Saturday 6 February 2010

Demise of waterfall, concept or reality?


Agile development approach has been the most adopted methodology for 21st century development, and software project management. "Some have said that 2007 was the year that Agile arrived, with agile development best practices such as automated builds, test automation, and continuous integration finally beginning to reach critical mass among Java developers. While this is true in theory, the fact is that most Java enterprise projects are still based on more traditional development methods, such as the Waterfall model".

Take Scrum for instance, we know a strongly modelled scrum is a projects that are "divided into succinct work cadences, known as sprints, which are typically one week, two weeks, or three weeks in duration. At the end of each sprint, stakeholders and team members meet to assess the progress of a project and plan its next steps".

Isn’t this what developers and stakeholders has conceptually been practicing since the prime times of waterfall, which many believe is at its demise. At each stage of the waterfall model is a well iterative concept (such as Scrum) adopted to make sure before we proceed to the next stage of the development process, deliverables would have been well designed, coded and well tested.
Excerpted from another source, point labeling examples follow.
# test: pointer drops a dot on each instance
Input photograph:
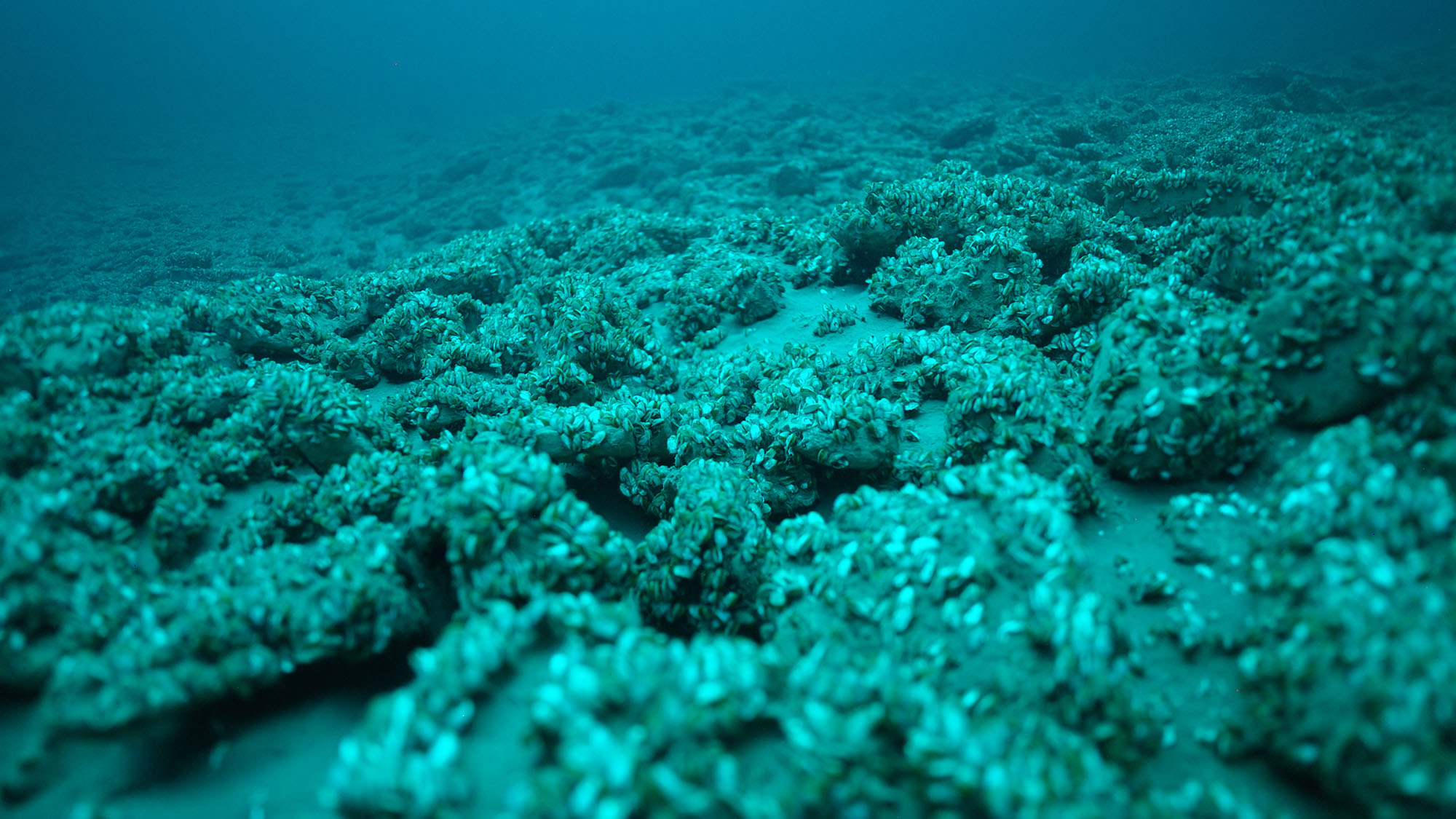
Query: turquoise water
(585, 411)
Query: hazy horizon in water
(88, 72)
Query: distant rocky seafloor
(873, 449)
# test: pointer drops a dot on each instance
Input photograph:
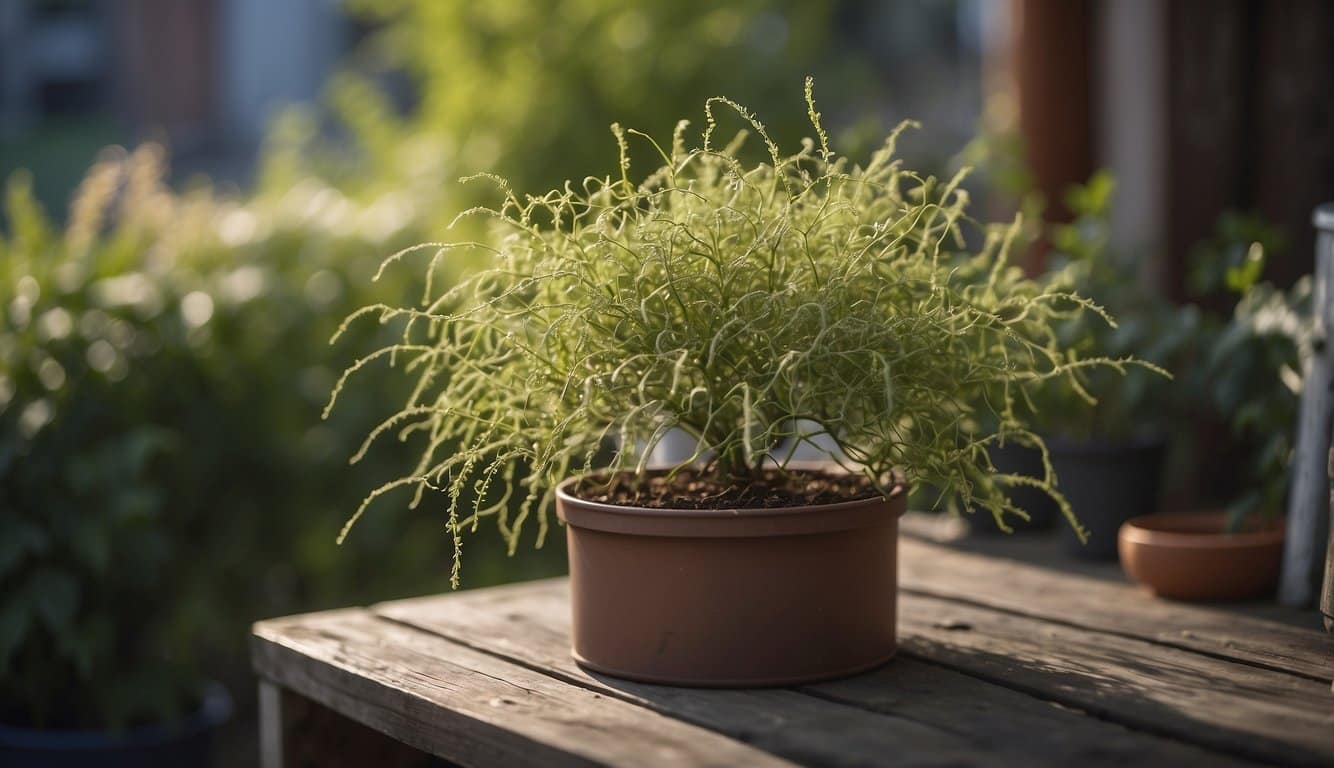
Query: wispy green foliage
(734, 302)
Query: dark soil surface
(694, 490)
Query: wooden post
(1307, 503)
(1327, 588)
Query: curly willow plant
(741, 304)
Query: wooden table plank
(471, 707)
(1114, 608)
(1238, 708)
(921, 714)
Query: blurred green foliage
(1138, 402)
(1255, 360)
(164, 476)
(528, 88)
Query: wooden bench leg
(295, 732)
(270, 726)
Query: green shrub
(730, 300)
(164, 476)
(526, 88)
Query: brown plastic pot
(1193, 558)
(734, 598)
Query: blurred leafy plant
(733, 300)
(1257, 360)
(1151, 328)
(526, 88)
(164, 478)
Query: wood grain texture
(470, 707)
(1114, 608)
(1234, 708)
(921, 714)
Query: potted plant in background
(103, 614)
(1110, 458)
(733, 299)
(1253, 379)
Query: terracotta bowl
(1189, 556)
(733, 598)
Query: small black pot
(1106, 483)
(186, 742)
(1014, 459)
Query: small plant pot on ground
(1106, 484)
(733, 598)
(1189, 556)
(186, 742)
(1014, 459)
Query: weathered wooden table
(1002, 662)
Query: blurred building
(1197, 106)
(195, 72)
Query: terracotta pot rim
(1141, 531)
(759, 682)
(729, 523)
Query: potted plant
(741, 302)
(1253, 378)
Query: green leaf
(15, 623)
(55, 595)
(19, 538)
(91, 546)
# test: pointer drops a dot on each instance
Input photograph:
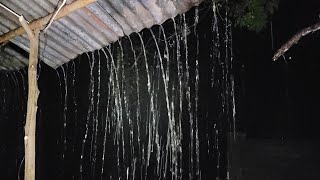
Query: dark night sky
(279, 99)
(274, 99)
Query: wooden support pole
(40, 23)
(33, 93)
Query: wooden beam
(295, 39)
(33, 93)
(40, 23)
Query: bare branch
(294, 40)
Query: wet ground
(275, 159)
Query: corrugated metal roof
(87, 29)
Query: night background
(277, 104)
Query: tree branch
(294, 40)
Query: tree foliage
(252, 14)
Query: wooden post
(33, 93)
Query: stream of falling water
(157, 105)
(151, 125)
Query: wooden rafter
(40, 23)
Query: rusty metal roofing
(87, 29)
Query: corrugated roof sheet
(87, 29)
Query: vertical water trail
(118, 105)
(65, 108)
(165, 82)
(138, 112)
(152, 108)
(172, 140)
(91, 94)
(197, 77)
(120, 57)
(188, 96)
(74, 95)
(179, 74)
(215, 41)
(123, 96)
(96, 116)
(107, 123)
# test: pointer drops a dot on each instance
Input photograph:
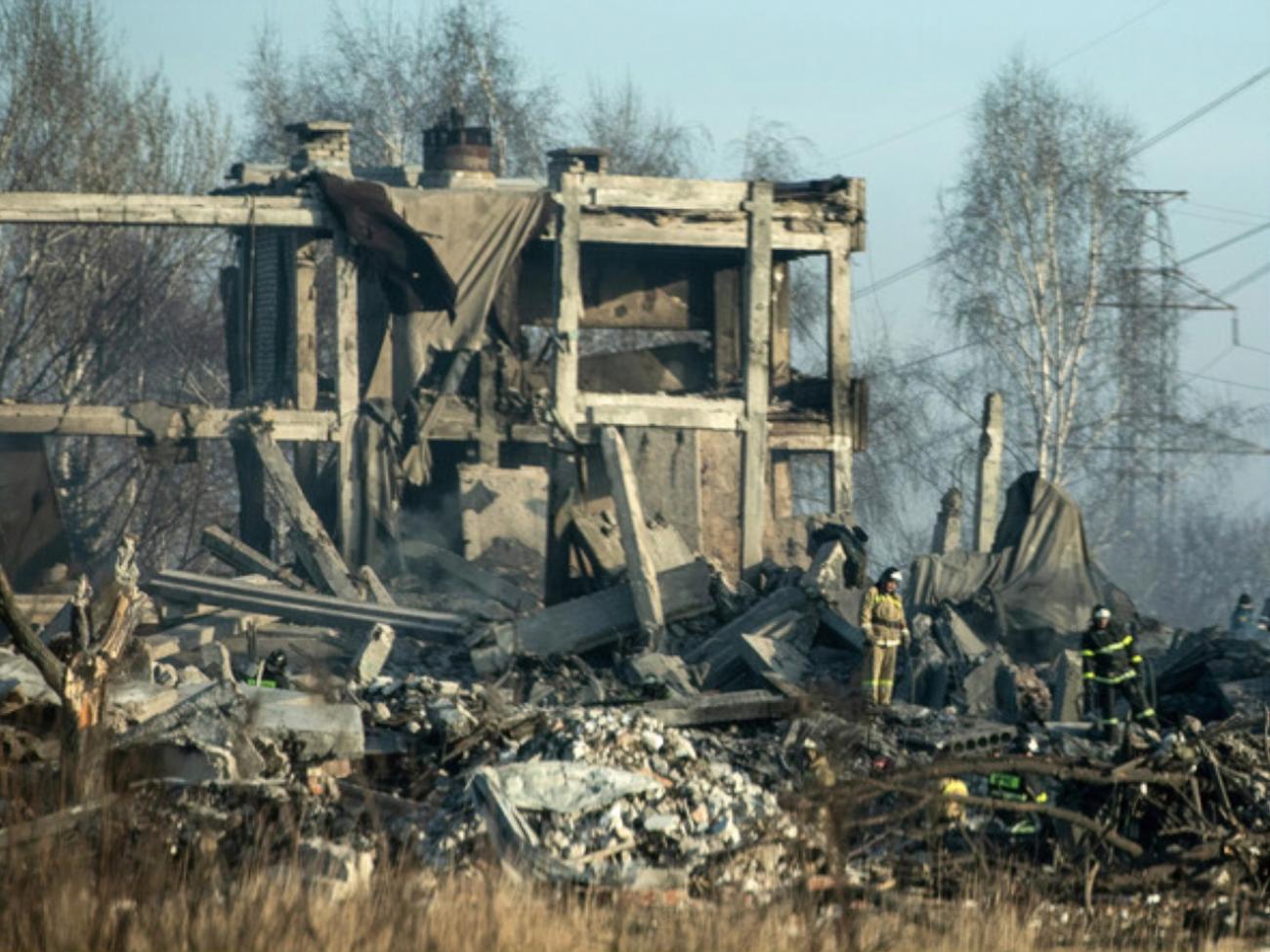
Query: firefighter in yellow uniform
(881, 617)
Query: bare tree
(106, 315)
(1027, 235)
(392, 76)
(642, 139)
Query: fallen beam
(304, 608)
(187, 422)
(187, 211)
(722, 709)
(239, 555)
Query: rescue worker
(1243, 621)
(1112, 665)
(881, 617)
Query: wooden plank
(660, 410)
(640, 570)
(661, 193)
(605, 617)
(487, 393)
(304, 342)
(189, 211)
(727, 326)
(722, 709)
(839, 375)
(190, 422)
(758, 316)
(347, 386)
(782, 342)
(669, 229)
(322, 555)
(301, 607)
(567, 287)
(240, 557)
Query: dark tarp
(32, 537)
(441, 250)
(1037, 574)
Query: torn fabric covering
(376, 477)
(1039, 569)
(441, 250)
(32, 536)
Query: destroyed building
(591, 380)
(465, 338)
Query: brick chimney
(456, 155)
(322, 145)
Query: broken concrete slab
(969, 643)
(774, 658)
(241, 558)
(195, 633)
(720, 655)
(499, 503)
(301, 607)
(570, 786)
(21, 683)
(667, 671)
(1068, 686)
(477, 578)
(600, 618)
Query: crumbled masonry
(737, 758)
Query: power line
(1199, 113)
(1228, 382)
(1245, 280)
(944, 117)
(1137, 150)
(1230, 241)
(1245, 212)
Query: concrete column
(948, 524)
(987, 499)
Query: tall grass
(125, 895)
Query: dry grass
(135, 899)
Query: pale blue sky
(849, 75)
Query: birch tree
(1029, 239)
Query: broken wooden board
(301, 607)
(240, 557)
(484, 582)
(729, 707)
(321, 554)
(640, 570)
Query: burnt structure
(487, 329)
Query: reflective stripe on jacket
(881, 616)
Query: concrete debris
(373, 654)
(585, 756)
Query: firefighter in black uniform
(1112, 668)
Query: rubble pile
(728, 750)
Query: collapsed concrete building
(455, 342)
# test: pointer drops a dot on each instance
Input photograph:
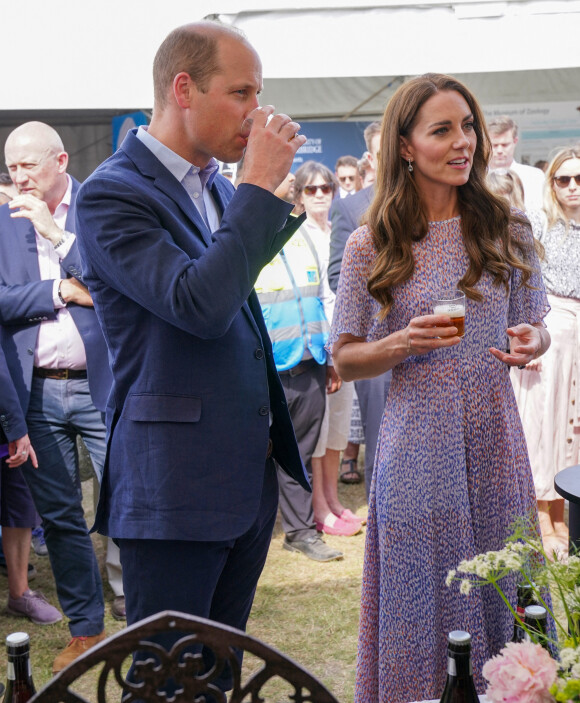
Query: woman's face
(568, 195)
(317, 204)
(442, 142)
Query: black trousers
(306, 398)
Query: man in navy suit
(171, 253)
(17, 511)
(345, 215)
(58, 363)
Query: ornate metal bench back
(187, 669)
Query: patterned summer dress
(451, 472)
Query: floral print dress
(451, 471)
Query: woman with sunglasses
(548, 390)
(314, 189)
(451, 468)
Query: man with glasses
(503, 132)
(58, 362)
(346, 172)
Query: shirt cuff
(66, 245)
(58, 304)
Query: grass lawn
(306, 609)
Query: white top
(533, 180)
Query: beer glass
(451, 303)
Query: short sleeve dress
(451, 472)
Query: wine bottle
(459, 687)
(526, 597)
(535, 620)
(19, 684)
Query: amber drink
(452, 304)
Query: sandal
(350, 474)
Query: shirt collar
(174, 163)
(64, 204)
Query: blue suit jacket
(194, 376)
(345, 216)
(25, 301)
(12, 424)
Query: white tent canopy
(320, 57)
(346, 61)
(75, 64)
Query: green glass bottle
(459, 687)
(19, 684)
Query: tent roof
(321, 58)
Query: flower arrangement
(525, 672)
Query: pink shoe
(347, 516)
(341, 528)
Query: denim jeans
(58, 411)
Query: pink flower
(520, 673)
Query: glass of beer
(451, 303)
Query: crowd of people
(224, 351)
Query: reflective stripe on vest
(288, 290)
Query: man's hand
(333, 381)
(20, 451)
(37, 212)
(73, 291)
(271, 147)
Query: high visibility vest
(288, 289)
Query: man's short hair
(370, 132)
(192, 48)
(502, 124)
(346, 161)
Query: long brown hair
(396, 216)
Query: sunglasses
(563, 181)
(326, 188)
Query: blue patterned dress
(451, 472)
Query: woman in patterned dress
(452, 472)
(547, 389)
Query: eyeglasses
(326, 188)
(564, 181)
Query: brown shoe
(74, 649)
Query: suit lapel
(151, 167)
(26, 239)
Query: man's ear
(183, 89)
(62, 160)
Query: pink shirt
(59, 344)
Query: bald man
(7, 189)
(58, 362)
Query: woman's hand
(354, 358)
(20, 451)
(527, 343)
(428, 332)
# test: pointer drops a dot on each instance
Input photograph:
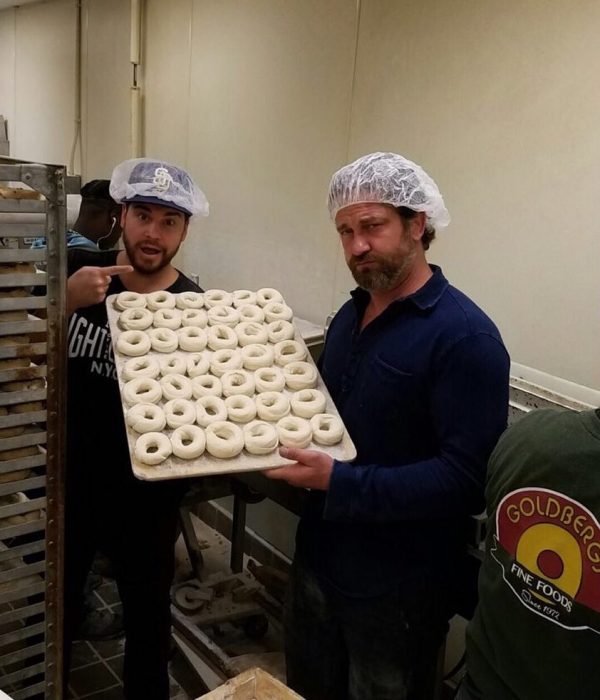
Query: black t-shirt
(95, 424)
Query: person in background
(98, 223)
(107, 509)
(536, 630)
(419, 375)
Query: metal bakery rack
(32, 386)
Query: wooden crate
(253, 684)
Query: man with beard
(133, 522)
(419, 375)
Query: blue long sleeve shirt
(423, 392)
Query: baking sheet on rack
(207, 465)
Waterfall methodology is still utilised in today’s software development, practically because – each stage of the development process is an adopted agile process interactively and iteratively utilised to derive a quality working product. One might argue, but waterfall never iterates the actual project, simply because water flows downwards and ends there.

When a project exit the deadline, it has exited the deadline - any subsequent call for modification triggers a call for design changes, code modification, testing and walkthrough and modification of documentations and re-implementation. This put together is water pouring from one glass to another.

Friday 5 February 2010

Trusting the untrusted.


Most internet users are reluctant to change their password, trusting they are not victims of exploits. Well I suppose we all do it thinking what possibly could our credential worth. Password change is very vital when operating from home networks. These are more susceptible to exploit attack as witness from Twitter and not long ago Hotmail. "An intruder doesn't have to be inside your home or office building to manipulate a wireless signal. For example, they could be sitting outside in their car sniffing out your data all while enjoying a sandwich. Before they have a chance to complete the meal, the intruder can learn just who you work for, how to access the company network or even transfer money out of your bank account if the right security is not implemented."

Not only that, changing your web password from work area networks can be prone to exploits due to exploit sniffing tools utilised by trusted network and security engineers and other internal staffs, to filter, sniff and intrude in our private mails and explore your private life around social networks. I think everyone is purely aware of the capabilities of the expert, consequently an oversight and perhaps a little trust is what is keeping our virtual instance alive.

A few days ago "Officials at Twitter linked the resetting of passwords to a malicious Torrent sites and other schemes. According to Twitter, the company began its investigation after noticing a surge in followers for certain accounts during the past five days. Twitter revealed more details about the phishing attacks that caused the company to reset the passwords on some user accounts today." Darknet blogged.

"According to Twitter Director of Trust and Safety Del Harvey, there was a sudden surge in followers for certain accounts during the last five days. For that reason, the company decided to push out a password reset to the accounts, he said. After launching an investigation, Twitter officials linked part of the problem to malicious torrent sites." Darknet blogged.

"It appears that for a number of years, a person has been creating torrent sites that require a login and password as well as creating forums set up for torrent site usage and then selling these purportedly well-crafted sites and forums to other people innocently looking to start a download site of their very own," Harvey blogged. "However, these sites came with a little extra — security exploits and backdoors throughout the system. This person then waited for the forums and sites to get popular and then used those exploits to get access to the username, email address, and password of every person who had signed up."